The pic above is of a galactic cluster that's 13.5 billion ly away.
How did we get here before light from this cluster did? Even given a few moments of hyper-expansion immediately after the Big Bang -- which may have given us a bit of a head start on the light -- how could all the mass in the Milky Way and beyond have gotten here before it, especially since, from "our" point of view, the light has been closing the gap at c, and started closing the gap 13.5 billion years ago when the universe was much smaller than it is today?
I'll believe what you say. But I probably won't understand it because of a million bad assumptions on my part. :-)
How did we get here before light from this cluster did? Even given a few moments of hyper-expansion immediately after the Big Bang -- which may have given us a bit of a head start on the light -- how could all the mass in the Milky Way and beyond have gotten here before it, especially since, from "our" point of view, the light has been closing the gap at c, and started closing the gap 13.5 billion years ago when the universe was much smaller than it is today? The trick is that the different observers will disagree on the size of the gap, thanks to relativity.
Let's start with a "neutral" observer, who is equidistant between the Earth and the distant cluster, and with respect to whom they are moving at equal and opposite velocities. What does he see?

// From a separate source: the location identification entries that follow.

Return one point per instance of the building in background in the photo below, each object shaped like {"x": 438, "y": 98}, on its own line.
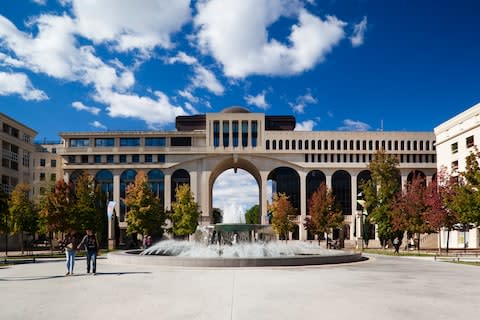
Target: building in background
{"x": 456, "y": 138}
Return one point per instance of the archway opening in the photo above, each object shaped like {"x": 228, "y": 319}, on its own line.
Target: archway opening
{"x": 234, "y": 193}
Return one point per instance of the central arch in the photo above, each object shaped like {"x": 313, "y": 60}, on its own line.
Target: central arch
{"x": 231, "y": 163}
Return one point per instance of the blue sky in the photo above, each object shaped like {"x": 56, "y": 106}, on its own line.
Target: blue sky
{"x": 91, "y": 65}
{"x": 94, "y": 65}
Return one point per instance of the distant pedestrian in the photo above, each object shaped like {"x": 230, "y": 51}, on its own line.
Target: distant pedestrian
{"x": 396, "y": 245}
{"x": 90, "y": 244}
{"x": 70, "y": 244}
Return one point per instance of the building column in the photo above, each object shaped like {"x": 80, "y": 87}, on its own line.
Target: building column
{"x": 302, "y": 233}
{"x": 263, "y": 196}
{"x": 168, "y": 191}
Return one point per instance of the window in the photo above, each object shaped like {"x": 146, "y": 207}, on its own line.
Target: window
{"x": 129, "y": 142}
{"x": 254, "y": 133}
{"x": 104, "y": 142}
{"x": 454, "y": 166}
{"x": 455, "y": 147}
{"x": 79, "y": 143}
{"x": 469, "y": 141}
{"x": 155, "y": 142}
{"x": 216, "y": 133}
{"x": 226, "y": 131}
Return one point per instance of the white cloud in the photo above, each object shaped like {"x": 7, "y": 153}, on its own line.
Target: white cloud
{"x": 140, "y": 24}
{"x": 306, "y": 125}
{"x": 225, "y": 190}
{"x": 156, "y": 112}
{"x": 18, "y": 83}
{"x": 98, "y": 125}
{"x": 77, "y": 105}
{"x": 352, "y": 125}
{"x": 359, "y": 33}
{"x": 302, "y": 101}
{"x": 188, "y": 95}
{"x": 258, "y": 100}
{"x": 235, "y": 33}
{"x": 202, "y": 77}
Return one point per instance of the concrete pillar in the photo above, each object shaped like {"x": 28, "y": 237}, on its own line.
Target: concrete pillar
{"x": 302, "y": 233}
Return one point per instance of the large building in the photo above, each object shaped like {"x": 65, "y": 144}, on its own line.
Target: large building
{"x": 204, "y": 146}
{"x": 456, "y": 139}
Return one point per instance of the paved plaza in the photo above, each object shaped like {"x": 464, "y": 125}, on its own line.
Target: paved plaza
{"x": 380, "y": 288}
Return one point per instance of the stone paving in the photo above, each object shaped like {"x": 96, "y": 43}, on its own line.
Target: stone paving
{"x": 381, "y": 288}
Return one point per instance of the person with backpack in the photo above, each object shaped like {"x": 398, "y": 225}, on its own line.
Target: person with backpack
{"x": 90, "y": 244}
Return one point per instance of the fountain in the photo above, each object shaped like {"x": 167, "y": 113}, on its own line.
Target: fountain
{"x": 235, "y": 244}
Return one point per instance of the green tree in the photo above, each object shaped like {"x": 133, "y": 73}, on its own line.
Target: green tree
{"x": 185, "y": 212}
{"x": 283, "y": 214}
{"x": 4, "y": 218}
{"x": 145, "y": 211}
{"x": 217, "y": 214}
{"x": 380, "y": 193}
{"x": 324, "y": 216}
{"x": 87, "y": 214}
{"x": 252, "y": 216}
{"x": 23, "y": 214}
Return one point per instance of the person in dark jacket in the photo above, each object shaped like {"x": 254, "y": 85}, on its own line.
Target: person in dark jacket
{"x": 70, "y": 244}
{"x": 90, "y": 244}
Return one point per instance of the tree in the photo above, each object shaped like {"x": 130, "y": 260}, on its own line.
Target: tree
{"x": 380, "y": 192}
{"x": 409, "y": 209}
{"x": 217, "y": 214}
{"x": 324, "y": 216}
{"x": 4, "y": 218}
{"x": 145, "y": 212}
{"x": 23, "y": 214}
{"x": 438, "y": 196}
{"x": 283, "y": 214}
{"x": 57, "y": 208}
{"x": 252, "y": 216}
{"x": 185, "y": 212}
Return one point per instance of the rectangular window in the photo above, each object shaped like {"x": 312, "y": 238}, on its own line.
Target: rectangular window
{"x": 226, "y": 130}
{"x": 79, "y": 143}
{"x": 104, "y": 142}
{"x": 244, "y": 133}
{"x": 254, "y": 133}
{"x": 455, "y": 147}
{"x": 216, "y": 134}
{"x": 129, "y": 142}
{"x": 155, "y": 142}
{"x": 181, "y": 141}
{"x": 469, "y": 141}
{"x": 235, "y": 133}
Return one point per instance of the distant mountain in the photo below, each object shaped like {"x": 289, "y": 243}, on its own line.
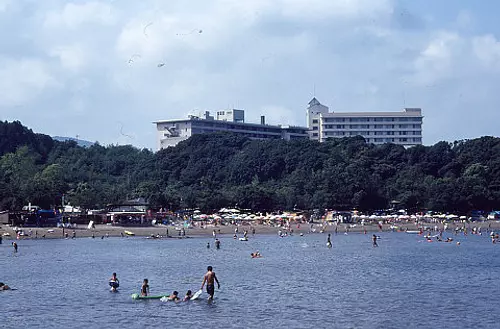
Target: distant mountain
{"x": 80, "y": 142}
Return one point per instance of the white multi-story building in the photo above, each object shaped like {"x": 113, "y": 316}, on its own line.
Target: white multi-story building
{"x": 171, "y": 132}
{"x": 403, "y": 128}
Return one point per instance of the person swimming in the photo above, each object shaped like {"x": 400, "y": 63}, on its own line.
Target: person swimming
{"x": 145, "y": 288}
{"x": 174, "y": 297}
{"x": 210, "y": 278}
{"x": 3, "y": 286}
{"x": 114, "y": 283}
{"x": 188, "y": 296}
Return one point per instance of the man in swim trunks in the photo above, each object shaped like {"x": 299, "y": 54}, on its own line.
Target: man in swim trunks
{"x": 114, "y": 282}
{"x": 145, "y": 288}
{"x": 209, "y": 279}
{"x": 3, "y": 286}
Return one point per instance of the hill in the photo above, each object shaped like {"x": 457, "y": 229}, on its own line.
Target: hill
{"x": 211, "y": 171}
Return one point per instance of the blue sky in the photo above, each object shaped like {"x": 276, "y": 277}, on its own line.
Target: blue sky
{"x": 91, "y": 68}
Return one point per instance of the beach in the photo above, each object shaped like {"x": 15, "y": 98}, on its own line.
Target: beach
{"x": 175, "y": 231}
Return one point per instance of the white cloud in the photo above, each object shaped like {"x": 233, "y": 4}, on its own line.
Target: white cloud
{"x": 487, "y": 50}
{"x": 71, "y": 57}
{"x": 4, "y": 5}
{"x": 260, "y": 55}
{"x": 22, "y": 81}
{"x": 436, "y": 60}
{"x": 74, "y": 15}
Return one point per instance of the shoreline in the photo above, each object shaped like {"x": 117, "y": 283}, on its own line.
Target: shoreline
{"x": 101, "y": 231}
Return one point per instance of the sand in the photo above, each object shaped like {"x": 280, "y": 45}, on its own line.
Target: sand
{"x": 173, "y": 231}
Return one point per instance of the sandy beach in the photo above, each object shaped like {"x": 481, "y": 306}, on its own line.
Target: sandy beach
{"x": 100, "y": 231}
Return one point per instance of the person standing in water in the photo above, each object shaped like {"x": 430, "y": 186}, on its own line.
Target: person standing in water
{"x": 145, "y": 288}
{"x": 114, "y": 282}
{"x": 209, "y": 278}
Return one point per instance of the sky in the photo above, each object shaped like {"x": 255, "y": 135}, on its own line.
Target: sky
{"x": 105, "y": 70}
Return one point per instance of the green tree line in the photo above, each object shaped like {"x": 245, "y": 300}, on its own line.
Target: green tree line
{"x": 210, "y": 171}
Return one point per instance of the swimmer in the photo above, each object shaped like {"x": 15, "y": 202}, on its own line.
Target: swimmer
{"x": 209, "y": 279}
{"x": 114, "y": 282}
{"x": 3, "y": 286}
{"x": 145, "y": 288}
{"x": 174, "y": 297}
{"x": 188, "y": 296}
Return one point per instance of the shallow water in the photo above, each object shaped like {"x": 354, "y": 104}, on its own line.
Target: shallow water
{"x": 299, "y": 283}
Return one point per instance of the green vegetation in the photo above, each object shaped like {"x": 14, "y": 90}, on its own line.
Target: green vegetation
{"x": 225, "y": 170}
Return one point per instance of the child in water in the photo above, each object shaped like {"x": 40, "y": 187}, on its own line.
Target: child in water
{"x": 174, "y": 297}
{"x": 114, "y": 282}
{"x": 188, "y": 296}
{"x": 145, "y": 288}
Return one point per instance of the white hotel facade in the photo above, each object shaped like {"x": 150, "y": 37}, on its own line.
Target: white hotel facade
{"x": 402, "y": 128}
{"x": 171, "y": 132}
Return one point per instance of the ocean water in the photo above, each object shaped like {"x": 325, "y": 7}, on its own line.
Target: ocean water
{"x": 299, "y": 283}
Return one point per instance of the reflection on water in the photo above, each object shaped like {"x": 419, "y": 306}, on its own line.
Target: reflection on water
{"x": 299, "y": 283}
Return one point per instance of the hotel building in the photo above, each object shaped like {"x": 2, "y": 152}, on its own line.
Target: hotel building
{"x": 402, "y": 128}
{"x": 171, "y": 132}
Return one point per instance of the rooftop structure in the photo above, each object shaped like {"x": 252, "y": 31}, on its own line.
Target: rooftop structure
{"x": 403, "y": 128}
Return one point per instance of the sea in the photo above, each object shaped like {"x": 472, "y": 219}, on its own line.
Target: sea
{"x": 405, "y": 282}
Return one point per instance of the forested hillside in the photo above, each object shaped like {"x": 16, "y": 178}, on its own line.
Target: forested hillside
{"x": 218, "y": 170}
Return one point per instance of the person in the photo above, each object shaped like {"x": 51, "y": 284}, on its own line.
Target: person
{"x": 188, "y": 296}
{"x": 145, "y": 288}
{"x": 209, "y": 279}
{"x": 114, "y": 283}
{"x": 174, "y": 297}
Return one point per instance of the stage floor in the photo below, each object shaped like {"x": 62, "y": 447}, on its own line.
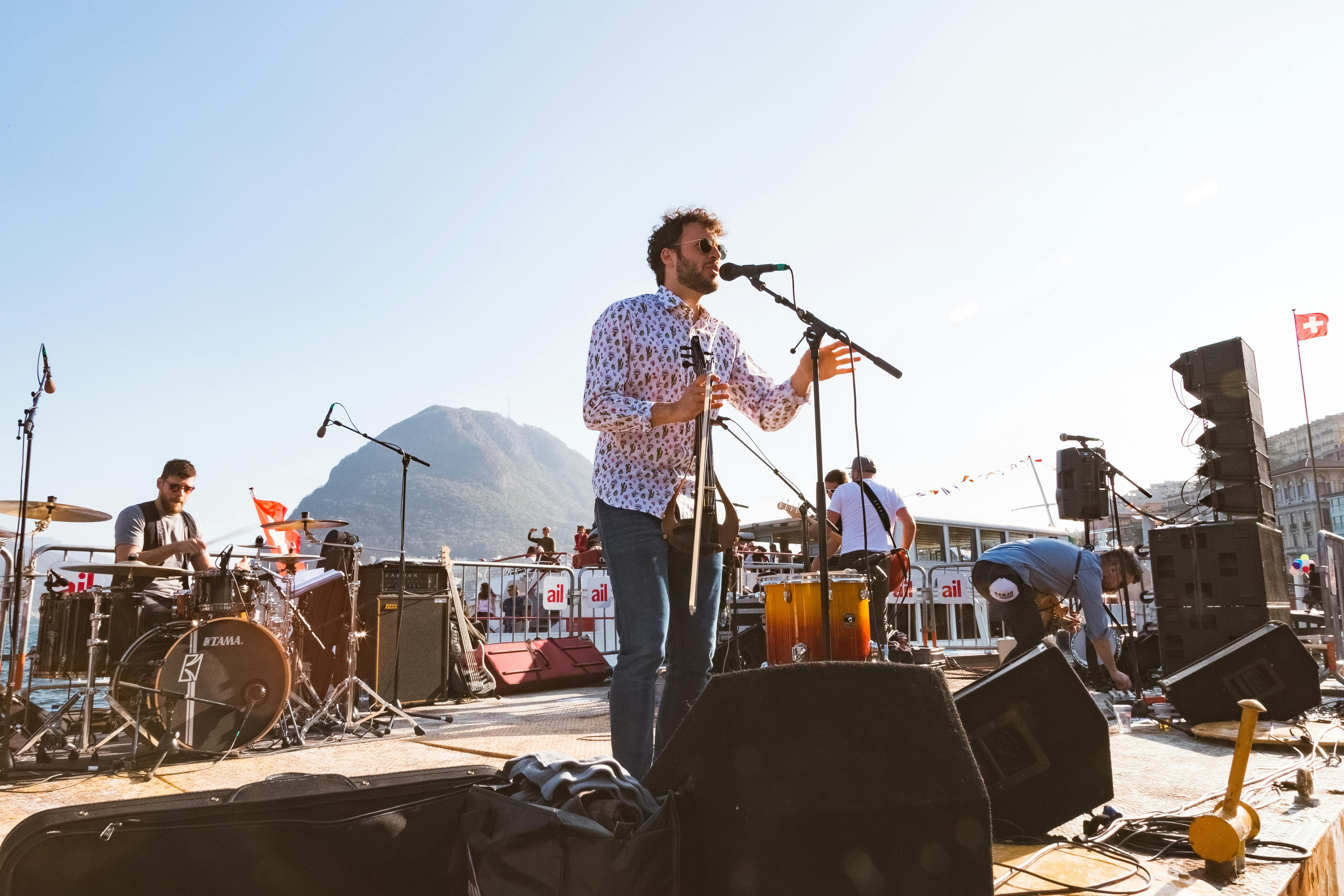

At some distance between the Earth and the cluster, the cluster lets out a pulse of light. (We will also assume that the observer sees the Earth let out a pulse of light towards the cluster, at exactly the same moment.) The light moves towards the Earth at a velocity c. In the observer's rest frame, the time it takes is much larger than the initial distance divided by the velocity. This is because the Earth is moving away from the cluster; the light is trying to hit a moving target. By the time the light catches up to the Earth, it has moved a considerable distance. Even Newton would have understood this.
But what does it look like from the Earth's point of view? Well, that's very different. There are a number of post-Newtonian concepts at work here. I'll spare you the math, but trust me, it works out.
First of all, the distance from the Earth to the cluster, at the moment the Earth lets out its pulse, is actually shorter (yes, shorter) than what was observed by the "neutral" observer. (I'm assuming that all observers correct for the finite speed of light when making distance calculations, of course.) This is because of the Lorentz-Fitzgerald contraction along the direction of motion.
Also, as you know, the light is also moving at c with respect to the Earth, whereas Newton would have expected a smaller velocity (using Galilean relativity). Both of these factors make it seem like the light should get here in short order.
But that assumes that all observers will agree upon the time that the pulse is released. In reality, that isn't so. Two events that are simultaneous in one frame of reference will not be simultaneous in another. In this case, from the Earth's perspective, the pulse of light does not get emitted by the cluster until well after the Earth sends out its pulse.
From the Earth's point of view, events are unfolding much more slowly on the distant cluster, even after you correct for the Doppler effect (finite light speed). This effect is called "time dilation".
There are parts of the universe that are moving so quickly away from us that, even though we were only a tiny distance apart at one time, they haven't had time to begin forming material objects. In that part of the universe, from our point of view, the Big Bang is still going on. And in those references frames, at a time when there are galaxies and worlds in those places, the Earth hasn't yet had time to form.
(I stress that that isn't an illusion of perspective; I'm assuming that we compensate for the finite speed of light. What I'm making is a point about the nature of time itself.)